Architecture overview for contributors and advanced users.

## Package Structure

```
src/delembic/
├── __init__.py          # public API: DataMigration, __version__
├── migration.py         # DataMigration ABC
├── registry.py          # dynamic class loader
├── dag.py               # topological sort (Kahn's algorithm)
├── db.py                # SQLAlchemy table definitions, record_result
├── executor.py          # run_upgrade, dual-connection architecture
├── config.py            # Config, find_config
├── alembic_compat.py    # Alembic integration (lazy imports)
└── cli.py               # Click commands
```

## Execution Model

### Dual-Connection Architecture

`run_upgrade` opens two separate database connections per migration:

```
meta_conn   ─── delembic_version, delembic_run_history  ─── always committed
work_conn   ─── your migration SQL                       ─── rolled back on failure
```

This solves a real production problem: if a single connection is used, `conn.rollback()` on migration failure would also roll back the failure record in `delembic_version`. With dual connections, the audit trail always survives.

```python
with engine.connect() as meta_conn:
    # reads applied set, writes audit records
    with engine.connect() as work_conn:
        try:
            instance.upgrade(work_conn)
            instance.validate(work_conn)
            work_conn.commit()
            record_result(meta_conn, ..., "success")
            meta_conn.commit()
        except Exception:
            work_conn.rollback()
            record_result(meta_conn, ..., "failed")
            meta_conn.commit()
            raise SystemExit(1)
```

### Retry Semantics

`record_result` does DELETE + INSERT on `delembic_version` (not upsert):

```python
conn.execute(sa.delete(version_table).where(version_table.c.revision == revision))
conn.execute(sa.insert(version_table).values(...))
conn.execute(sa.insert(history_table).values(...))   # always append
```

This means:
- `delembic_version` always reflects the *latest* outcome
- `delembic_run_history` is append-only — full audit of every attempt

## DAG Module

`dag.py` implements Kahn's algorithm:

1. Build adjacency list and in-degree map from `depends_on`
2. External deps (IDs not in the migrations dict) are excluded from the graph — they don't affect sort order, only runtime checks
3. Process zero-in-degree queue
4. Any remaining nodes after full processing → `CycleError`

```python
def topological_sort(migrations: dict[str, Type[DataMigration]]) -> list[str]:
    ...
    # external deps silently skipped — treated as satisfied by the sort
    in_degree = {rev: 0 for rev in migrations}
    for rev, cls in migrations.items():
        for dep in cls.depends_on:
            if dep in migrations:   # only internal deps affect the graph
                in_degree[rev] += 1
                graph[dep].append(rev)
    ...
```

## Registry Module

`registry.py` uses `importlib` to load migration classes dynamically:

1. Glob `versions/*.py`, skip files starting with `_`
2. `importlib.util.spec_from_file_location` + `module_from_spec` + `exec_module`
3. Inspect all module attributes; collect subclasses of `DataMigration` with a `revision` attribute
4. Return `{revision: class}` dict

## Config Resolution

`find_config()` walks up from `Path.cwd()` looking for `delembic.ini`. This means you can run `delembic` commands from any subdirectory.

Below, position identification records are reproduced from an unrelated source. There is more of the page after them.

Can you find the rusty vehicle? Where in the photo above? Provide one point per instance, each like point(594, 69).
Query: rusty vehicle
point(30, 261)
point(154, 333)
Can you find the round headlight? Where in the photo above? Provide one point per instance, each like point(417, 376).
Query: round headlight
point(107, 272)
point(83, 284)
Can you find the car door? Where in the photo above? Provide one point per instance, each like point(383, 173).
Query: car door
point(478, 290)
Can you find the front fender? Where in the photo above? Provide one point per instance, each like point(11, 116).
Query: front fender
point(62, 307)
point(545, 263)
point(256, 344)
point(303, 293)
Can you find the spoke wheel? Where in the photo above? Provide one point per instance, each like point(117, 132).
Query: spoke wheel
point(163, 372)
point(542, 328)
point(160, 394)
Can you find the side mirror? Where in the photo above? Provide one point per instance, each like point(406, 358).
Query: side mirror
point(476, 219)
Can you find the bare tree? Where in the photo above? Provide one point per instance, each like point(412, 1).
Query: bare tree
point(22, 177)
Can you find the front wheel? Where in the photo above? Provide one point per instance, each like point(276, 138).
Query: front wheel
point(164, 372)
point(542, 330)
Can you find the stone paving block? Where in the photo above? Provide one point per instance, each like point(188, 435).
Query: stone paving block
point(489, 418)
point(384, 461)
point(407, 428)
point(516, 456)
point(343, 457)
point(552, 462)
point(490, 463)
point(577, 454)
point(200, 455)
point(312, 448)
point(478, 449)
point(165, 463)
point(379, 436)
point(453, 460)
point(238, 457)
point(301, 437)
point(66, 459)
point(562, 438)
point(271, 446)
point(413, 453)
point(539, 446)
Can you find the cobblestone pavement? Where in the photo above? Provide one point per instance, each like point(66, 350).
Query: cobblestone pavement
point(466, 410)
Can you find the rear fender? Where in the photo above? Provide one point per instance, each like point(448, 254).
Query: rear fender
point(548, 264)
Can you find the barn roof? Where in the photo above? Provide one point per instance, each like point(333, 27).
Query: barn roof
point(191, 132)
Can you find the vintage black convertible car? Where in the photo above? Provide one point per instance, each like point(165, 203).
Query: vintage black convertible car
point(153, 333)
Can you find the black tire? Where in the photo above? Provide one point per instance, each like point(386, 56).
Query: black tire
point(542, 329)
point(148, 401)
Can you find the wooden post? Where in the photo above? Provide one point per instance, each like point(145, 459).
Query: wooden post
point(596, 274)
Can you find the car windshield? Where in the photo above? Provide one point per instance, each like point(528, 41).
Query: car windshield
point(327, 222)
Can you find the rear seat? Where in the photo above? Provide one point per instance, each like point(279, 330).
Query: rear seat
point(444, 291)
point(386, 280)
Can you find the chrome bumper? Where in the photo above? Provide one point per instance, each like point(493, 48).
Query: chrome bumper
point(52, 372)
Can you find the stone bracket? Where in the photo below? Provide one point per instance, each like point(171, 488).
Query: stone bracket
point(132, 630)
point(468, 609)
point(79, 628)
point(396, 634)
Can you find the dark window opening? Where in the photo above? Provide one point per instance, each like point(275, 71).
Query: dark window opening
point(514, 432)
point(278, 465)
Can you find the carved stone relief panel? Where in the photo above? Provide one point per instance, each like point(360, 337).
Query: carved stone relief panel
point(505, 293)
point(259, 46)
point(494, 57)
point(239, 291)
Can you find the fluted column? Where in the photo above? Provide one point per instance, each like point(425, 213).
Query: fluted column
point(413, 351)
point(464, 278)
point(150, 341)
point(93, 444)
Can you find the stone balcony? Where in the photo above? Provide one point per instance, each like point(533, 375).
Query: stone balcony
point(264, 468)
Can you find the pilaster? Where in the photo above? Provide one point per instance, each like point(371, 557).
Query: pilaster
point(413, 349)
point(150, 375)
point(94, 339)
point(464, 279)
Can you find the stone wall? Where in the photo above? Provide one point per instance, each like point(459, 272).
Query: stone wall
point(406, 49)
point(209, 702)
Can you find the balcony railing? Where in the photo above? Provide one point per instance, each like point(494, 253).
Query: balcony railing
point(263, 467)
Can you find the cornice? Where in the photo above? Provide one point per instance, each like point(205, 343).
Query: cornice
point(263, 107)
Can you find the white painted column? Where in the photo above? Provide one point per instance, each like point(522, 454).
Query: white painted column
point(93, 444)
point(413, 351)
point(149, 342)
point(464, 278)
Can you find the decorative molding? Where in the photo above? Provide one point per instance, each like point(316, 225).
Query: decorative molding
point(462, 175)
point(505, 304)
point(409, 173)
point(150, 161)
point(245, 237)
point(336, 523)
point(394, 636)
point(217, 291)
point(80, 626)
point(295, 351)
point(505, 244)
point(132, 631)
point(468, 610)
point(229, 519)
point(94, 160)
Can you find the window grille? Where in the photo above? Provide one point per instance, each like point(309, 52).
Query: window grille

`alembic_config` is resolved as an absolute path relative to `delembic.ini`'s directory — not relative to cwd.

## Alembic Compatibility Module

`alembic_compat.py` uses lazy imports:

```python
def get_current_heads(conn):
    try:
        from alembic.runtime.migration import MigrationContext
    except ImportError:
        raise ImportError("alembic is not installed. Run: pip install alembic")
    ...
```

This keeps alembic as an optional dependency — the package works without it unless Alembic integration is actually used.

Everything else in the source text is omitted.